Le récit a bien des similitudes avec le sexe : les préliminaires rendent fou, l’acte lui-même est un élan vers un sommet sur lequel on se sent souvent bien seul.
Le pitch d’un film est une promesse souvent excitante, et c’est le cas ici : dix ans après la mort de son mari, la veuve sur le point de se remarier reçoit la visite d’un enfant de dix ans qui lui déclare être feu son mari, et lui demande de ne pas refaire sa vie.
Dès le départ, tout fonctionne. L’atmosphère policée et laiteuse des appartements huppés new-yorkais se voit investie d’un malaise guindé par l’irruption de cet enfant à qui on répond par des sourires embarrassés. La photographie accroit cette ambiance mortifère où les personnages semblent fusionner avec leur papier peint et n’être eux-mêmes que des spectres, dévorés par des conventions sociales et un statut auquel personne ne croit vraiment. Avec ses cheveux courts, Nicole Kidman n’a jamais paru aussi étrangère à la race humaine, et elle joue aussi bien que chez Kubrick, auquel le film doit d’ailleurs beaucoup. Travellings dans les couloirs feutrés, insistance sur les visages et rareté des mots, impuissants face aux enjeux émotionnels, luxuriance de la musique sont autant de citations qui traversent cette œuvre de jeunesse de Glazer qui n’a jamais caché son admiration pour le maitre. Difficile aussi de ne pas penser à Barry Lyndon lors de la scène de déchainement du second mari qui fesse l’enfant lors du concert, tant elle ressemble à celle qui marque le début de la fin pour Barry.

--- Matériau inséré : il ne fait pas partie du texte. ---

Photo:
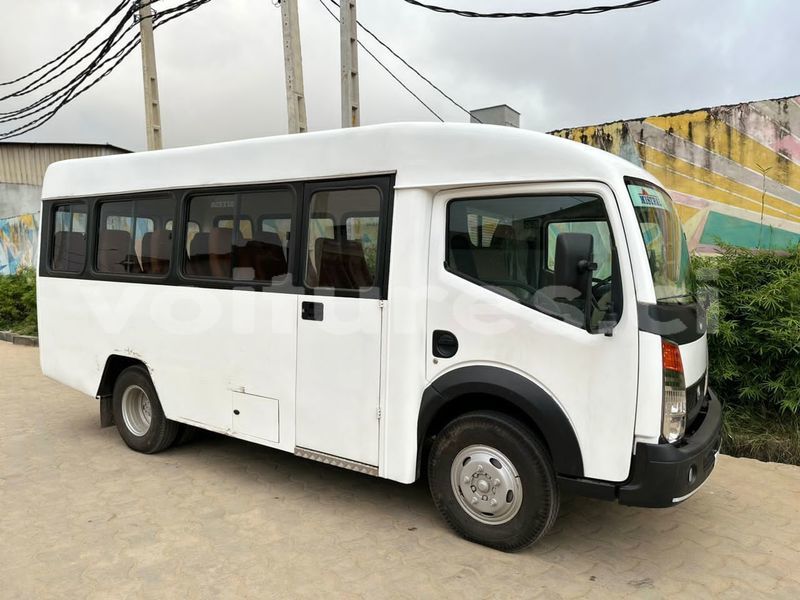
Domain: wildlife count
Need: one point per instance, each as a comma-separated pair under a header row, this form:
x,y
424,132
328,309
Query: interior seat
x,y
156,251
69,251
198,263
114,252
461,252
219,251
343,265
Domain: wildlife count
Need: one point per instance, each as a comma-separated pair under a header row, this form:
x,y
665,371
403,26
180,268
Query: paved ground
x,y
82,516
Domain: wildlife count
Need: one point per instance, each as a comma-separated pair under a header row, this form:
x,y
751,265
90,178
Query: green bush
x,y
755,355
18,302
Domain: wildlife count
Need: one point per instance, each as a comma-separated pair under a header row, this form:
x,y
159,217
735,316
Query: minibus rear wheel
x,y
138,414
493,481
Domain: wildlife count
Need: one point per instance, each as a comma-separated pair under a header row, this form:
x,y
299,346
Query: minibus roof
x,y
429,155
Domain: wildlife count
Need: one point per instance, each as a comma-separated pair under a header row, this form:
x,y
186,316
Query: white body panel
x,y
338,378
592,377
357,395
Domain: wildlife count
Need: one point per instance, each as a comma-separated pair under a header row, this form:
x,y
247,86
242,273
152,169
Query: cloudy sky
x,y
221,67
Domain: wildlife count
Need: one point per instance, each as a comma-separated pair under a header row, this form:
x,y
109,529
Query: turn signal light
x,y
671,357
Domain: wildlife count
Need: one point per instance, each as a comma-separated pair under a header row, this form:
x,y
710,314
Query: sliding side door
x,y
340,318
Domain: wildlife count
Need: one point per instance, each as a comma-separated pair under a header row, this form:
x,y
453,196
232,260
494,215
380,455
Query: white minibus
x,y
505,313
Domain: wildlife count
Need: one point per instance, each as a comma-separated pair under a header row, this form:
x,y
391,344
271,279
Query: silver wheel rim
x,y
486,484
136,411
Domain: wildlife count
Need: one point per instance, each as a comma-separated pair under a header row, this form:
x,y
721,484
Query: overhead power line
x,y
416,71
104,60
592,10
72,49
385,68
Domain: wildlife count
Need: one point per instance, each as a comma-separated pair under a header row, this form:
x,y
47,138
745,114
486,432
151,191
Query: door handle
x,y
312,311
445,344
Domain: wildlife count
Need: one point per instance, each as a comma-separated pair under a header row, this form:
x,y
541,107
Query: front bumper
x,y
666,474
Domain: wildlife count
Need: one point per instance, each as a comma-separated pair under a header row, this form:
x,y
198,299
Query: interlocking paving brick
x,y
81,516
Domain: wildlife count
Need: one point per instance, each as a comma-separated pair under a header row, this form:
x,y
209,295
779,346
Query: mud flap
x,y
106,411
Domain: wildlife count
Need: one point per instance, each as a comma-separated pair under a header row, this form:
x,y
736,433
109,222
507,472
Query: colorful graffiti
x,y
733,171
18,243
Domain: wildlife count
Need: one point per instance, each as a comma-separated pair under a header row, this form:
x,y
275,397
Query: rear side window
x,y
507,244
343,239
68,241
223,244
134,236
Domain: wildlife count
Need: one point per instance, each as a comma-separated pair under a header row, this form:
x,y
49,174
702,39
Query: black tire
x,y
161,432
538,509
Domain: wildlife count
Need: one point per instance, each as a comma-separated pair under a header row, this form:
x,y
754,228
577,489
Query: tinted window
x,y
133,236
507,244
343,239
69,238
223,243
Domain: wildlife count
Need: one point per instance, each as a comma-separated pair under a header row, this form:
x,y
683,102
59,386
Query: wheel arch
x,y
468,389
115,364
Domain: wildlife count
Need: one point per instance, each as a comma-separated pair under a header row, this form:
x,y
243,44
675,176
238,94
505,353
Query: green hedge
x,y
18,302
755,353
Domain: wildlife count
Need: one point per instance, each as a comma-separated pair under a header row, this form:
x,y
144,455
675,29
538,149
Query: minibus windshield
x,y
664,240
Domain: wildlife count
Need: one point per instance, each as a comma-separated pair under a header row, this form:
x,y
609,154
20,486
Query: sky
x,y
221,67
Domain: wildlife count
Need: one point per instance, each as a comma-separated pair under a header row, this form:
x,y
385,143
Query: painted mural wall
x,y
733,171
18,243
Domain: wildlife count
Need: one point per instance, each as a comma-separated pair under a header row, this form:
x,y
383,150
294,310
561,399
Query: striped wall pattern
x,y
24,164
733,171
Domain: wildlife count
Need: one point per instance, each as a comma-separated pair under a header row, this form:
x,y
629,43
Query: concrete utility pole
x,y
293,62
152,108
351,116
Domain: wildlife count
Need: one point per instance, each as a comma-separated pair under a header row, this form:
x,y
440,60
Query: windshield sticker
x,y
647,197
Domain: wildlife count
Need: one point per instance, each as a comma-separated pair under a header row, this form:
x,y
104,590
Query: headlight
x,y
673,420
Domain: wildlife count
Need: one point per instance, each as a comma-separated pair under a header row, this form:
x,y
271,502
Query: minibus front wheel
x,y
138,414
492,480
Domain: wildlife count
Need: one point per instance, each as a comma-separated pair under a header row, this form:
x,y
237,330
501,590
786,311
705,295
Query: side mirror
x,y
573,269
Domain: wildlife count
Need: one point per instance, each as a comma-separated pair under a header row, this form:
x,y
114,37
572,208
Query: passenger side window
x,y
68,242
507,244
343,239
249,254
134,238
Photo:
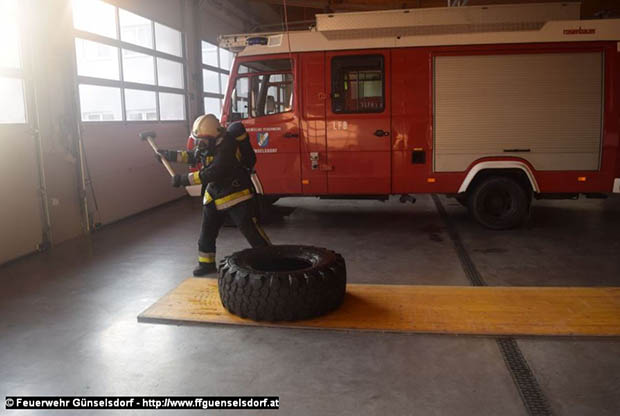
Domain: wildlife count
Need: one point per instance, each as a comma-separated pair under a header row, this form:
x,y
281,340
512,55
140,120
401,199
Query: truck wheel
x,y
499,203
282,283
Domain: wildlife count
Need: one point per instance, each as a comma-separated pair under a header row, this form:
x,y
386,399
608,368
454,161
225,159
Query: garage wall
x,y
124,175
21,221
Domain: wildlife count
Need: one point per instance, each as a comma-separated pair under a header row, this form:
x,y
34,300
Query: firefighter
x,y
227,161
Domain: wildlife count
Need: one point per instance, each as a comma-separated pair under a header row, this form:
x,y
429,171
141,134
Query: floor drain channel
x,y
531,394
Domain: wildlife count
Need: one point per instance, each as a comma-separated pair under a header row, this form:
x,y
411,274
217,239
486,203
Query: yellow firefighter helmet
x,y
206,126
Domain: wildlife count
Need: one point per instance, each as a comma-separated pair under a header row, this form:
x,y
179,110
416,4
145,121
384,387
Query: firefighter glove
x,y
180,180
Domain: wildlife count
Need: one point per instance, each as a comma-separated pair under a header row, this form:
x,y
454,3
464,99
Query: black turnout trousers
x,y
244,217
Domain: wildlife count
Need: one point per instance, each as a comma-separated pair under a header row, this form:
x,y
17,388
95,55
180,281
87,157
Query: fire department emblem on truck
x,y
262,138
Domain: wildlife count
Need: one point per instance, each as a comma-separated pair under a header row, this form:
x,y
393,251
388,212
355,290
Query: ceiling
x,y
301,12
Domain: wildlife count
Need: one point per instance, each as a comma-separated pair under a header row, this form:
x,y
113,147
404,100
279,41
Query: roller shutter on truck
x,y
543,107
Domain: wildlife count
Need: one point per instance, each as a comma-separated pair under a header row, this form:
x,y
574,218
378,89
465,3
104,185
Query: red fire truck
x,y
492,105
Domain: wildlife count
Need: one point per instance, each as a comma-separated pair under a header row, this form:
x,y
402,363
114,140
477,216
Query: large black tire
x,y
282,283
499,203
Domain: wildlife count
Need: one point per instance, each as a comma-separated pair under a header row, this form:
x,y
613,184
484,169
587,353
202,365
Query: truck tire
x,y
499,203
282,283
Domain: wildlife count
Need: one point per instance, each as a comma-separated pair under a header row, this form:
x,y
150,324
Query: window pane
x,y
100,103
224,83
213,106
272,94
209,54
357,84
169,73
140,105
96,59
138,67
240,100
9,35
12,109
210,81
94,16
168,40
226,59
171,106
135,29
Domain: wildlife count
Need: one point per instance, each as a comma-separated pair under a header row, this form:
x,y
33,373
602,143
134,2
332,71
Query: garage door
x,y
544,107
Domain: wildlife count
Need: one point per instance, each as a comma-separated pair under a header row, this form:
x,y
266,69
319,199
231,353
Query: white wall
x,y
125,176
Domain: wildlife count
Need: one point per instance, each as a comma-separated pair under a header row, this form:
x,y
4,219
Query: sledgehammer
x,y
149,136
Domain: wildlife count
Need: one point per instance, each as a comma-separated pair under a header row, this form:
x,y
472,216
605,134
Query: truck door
x,y
358,122
262,98
313,145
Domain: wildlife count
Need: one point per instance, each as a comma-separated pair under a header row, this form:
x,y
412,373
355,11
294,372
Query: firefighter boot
x,y
204,269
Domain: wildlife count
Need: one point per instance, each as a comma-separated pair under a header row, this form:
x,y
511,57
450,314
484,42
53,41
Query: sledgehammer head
x,y
146,134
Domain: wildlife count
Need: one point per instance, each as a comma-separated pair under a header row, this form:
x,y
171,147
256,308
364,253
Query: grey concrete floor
x,y
68,316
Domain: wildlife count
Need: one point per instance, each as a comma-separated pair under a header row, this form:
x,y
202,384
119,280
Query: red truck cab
x,y
329,117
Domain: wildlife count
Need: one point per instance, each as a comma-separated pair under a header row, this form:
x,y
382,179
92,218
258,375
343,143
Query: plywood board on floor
x,y
564,311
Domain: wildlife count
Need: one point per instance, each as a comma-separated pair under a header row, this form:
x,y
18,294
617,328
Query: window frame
x,y
249,75
22,74
333,82
121,83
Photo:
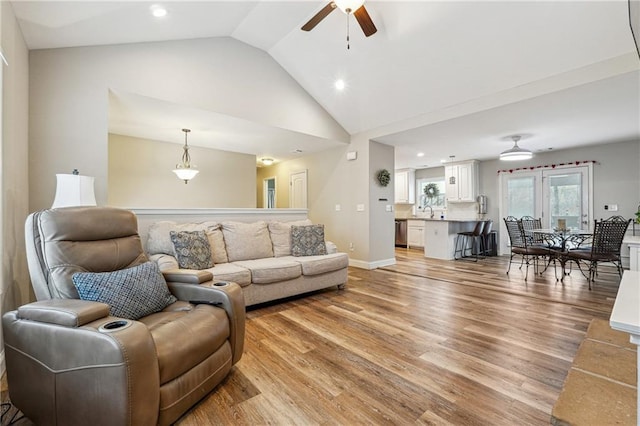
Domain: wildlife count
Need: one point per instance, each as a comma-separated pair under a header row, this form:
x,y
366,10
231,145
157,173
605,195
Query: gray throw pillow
x,y
308,240
192,249
130,293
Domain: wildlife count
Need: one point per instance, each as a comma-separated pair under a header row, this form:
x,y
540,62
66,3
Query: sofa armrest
x,y
116,369
231,299
65,312
187,276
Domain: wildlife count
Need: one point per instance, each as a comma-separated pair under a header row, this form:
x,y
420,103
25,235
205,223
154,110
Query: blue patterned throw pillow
x,y
192,249
131,293
308,240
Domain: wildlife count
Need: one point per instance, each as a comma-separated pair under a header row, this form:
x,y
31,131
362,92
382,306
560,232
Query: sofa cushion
x,y
281,236
271,270
130,293
308,240
216,241
192,249
315,265
231,272
245,241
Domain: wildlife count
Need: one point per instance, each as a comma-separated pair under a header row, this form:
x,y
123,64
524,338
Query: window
x,y
437,201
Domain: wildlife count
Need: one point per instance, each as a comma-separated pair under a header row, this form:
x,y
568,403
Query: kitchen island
x,y
440,236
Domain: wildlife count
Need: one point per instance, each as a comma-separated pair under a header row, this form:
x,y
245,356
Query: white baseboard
x,y
371,265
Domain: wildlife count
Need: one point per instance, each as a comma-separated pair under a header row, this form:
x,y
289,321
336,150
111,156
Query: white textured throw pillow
x,y
246,241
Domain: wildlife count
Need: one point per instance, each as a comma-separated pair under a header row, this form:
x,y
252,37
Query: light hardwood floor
x,y
424,341
420,342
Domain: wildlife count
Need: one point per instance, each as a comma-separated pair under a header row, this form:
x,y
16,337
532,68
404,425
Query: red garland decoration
x,y
546,166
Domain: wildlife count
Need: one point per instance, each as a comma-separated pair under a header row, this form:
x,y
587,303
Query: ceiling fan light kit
x,y
516,153
185,170
350,7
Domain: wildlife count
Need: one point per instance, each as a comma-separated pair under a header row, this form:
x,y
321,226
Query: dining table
x,y
560,241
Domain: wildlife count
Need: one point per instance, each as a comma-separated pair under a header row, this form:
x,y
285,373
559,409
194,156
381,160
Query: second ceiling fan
x,y
350,7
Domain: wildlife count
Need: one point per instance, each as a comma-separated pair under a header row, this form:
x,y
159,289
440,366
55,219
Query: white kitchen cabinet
x,y
461,181
415,233
405,186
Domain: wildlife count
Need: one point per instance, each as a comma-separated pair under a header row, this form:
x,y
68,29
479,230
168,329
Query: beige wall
x,y
15,288
140,176
382,232
69,98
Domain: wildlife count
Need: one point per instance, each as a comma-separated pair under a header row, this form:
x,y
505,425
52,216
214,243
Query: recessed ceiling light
x,y
158,11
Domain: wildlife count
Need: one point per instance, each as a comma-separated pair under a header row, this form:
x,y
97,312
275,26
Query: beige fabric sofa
x,y
255,255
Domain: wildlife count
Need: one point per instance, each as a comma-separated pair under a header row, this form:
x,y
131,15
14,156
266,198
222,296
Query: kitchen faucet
x,y
430,208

Film d’intérieurs, claustrophobe et anxiogène, Birth fonctionne sur son exploration singulière du deuil et des ravages d’un amour inconditionnel sur les rives de la pédophilie et de l’aliénation passionnelle, porté par l’interprétation intense de Kidman.
Ozon, de temps à autre, ose l’épure et les béances d’un scénario qui ne tenterait pas de tout expliquer : c’est le cas dans ses meilleurs films, « Sous le sable » et le mésestimé « Jeune et jolie ». On se prend à fantasmer sur ce qu’aurait donné la fin de Birth s’il en avait pris les commandes.
Car le dénouement a tout de la fausse couche ici, tentant maladroitement de rationaliser et tamiser l’épaisseur d’un mystère… Ici, Glazer, aidé par JC Carrère, délaisse tout ce qui faisait la saveur poisseuse et déroutante d’Eyes Wide Shut. On pourrait s’arrêter à cette dissonance finale, ou choisir de garder en mémoire toutes les promesses intenses des préliminaires pour y voir la maitrise de celui qui osera s’affranchir de la norme dans son opus suivant, dix ans plus tard, Under the Skin*.